In stark contrast to the bill before us today, Mr. Miller, the ranking member of the House Committee on Education and the Workforce, has introduced very simple legislation that would increase the Federal minimum wage to $7.25 per hour over the course of the next 2 years. This bill was introduced in May of 2005 and has yet to receive a hearing.
The hastily drafted bill before us today, however, was only introduced earlier this afternoon, and the House leadership has brought it to the floor for a vote.
This legislation adds unrelated and controversial provisions, that I'm sure some hope will end the debate and ensure that a meaningful increase in our minimum wage never takes place. We should instead, be voting today on a straightforward bill that simply raises the Federal minimum wage to a level that ensures that working families can emerge from the grasp of poverty.
Before the House adjourns for the August recess, I believe we owe the American people a simple up-or-down vote on whether or not working Americans deserve a decent living wage.
The current minimum wage of $5.15 per hour is not a living wage. It is not a wage on which single individuals, working full time, can adequately support themselves, and it is most certainly not a wage on which a single mother or single father can raise a family.
Millions of hard-working Americans would directly benefit from a minimum wage increase. Some would argue that this would only benefit high school students and young adults who are being paid minimum wages on their first job at a fast food restaurant. In fact, more than 84 percent of workers who would directly benefit from a minimum wage increase are above the age of 20. In addition, nearly 60 percent of those individuals work full time, and 45 percent of them are married and/or have children.

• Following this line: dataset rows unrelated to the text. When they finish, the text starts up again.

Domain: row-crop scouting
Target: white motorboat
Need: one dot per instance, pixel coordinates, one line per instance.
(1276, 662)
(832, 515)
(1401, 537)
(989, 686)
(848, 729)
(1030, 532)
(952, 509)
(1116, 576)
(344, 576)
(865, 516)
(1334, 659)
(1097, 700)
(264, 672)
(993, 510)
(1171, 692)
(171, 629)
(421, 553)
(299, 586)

They are the victims of our inaction, Mr. Speaker. In many cases, it is our children who will suffer. I am ashamed that nearly 36 million Americans live in poverty in our country, and that nearly 13 million of those who live below the poverty line are children. With a very simple vote today--on a very simple piece of legislation--we could dramatically increase the physical, mental, and financial wellbeing of countless American children. No one who works for a living should have to live in poverty, and the children of these working families must not be made to suffer for our collective lack of moral conviction.
I call on my friends on the other side of the aisle, and I ask them to partner with us to pass a meaningful increase in the Federal minimum wage. We must pass legislation that does not contain controversial provisions that divide us. Instead, we should speak with one voice, as one Congress, and tell working Americans that we value their work, that we understand their sacrifices, and that they deserve to make a living wage.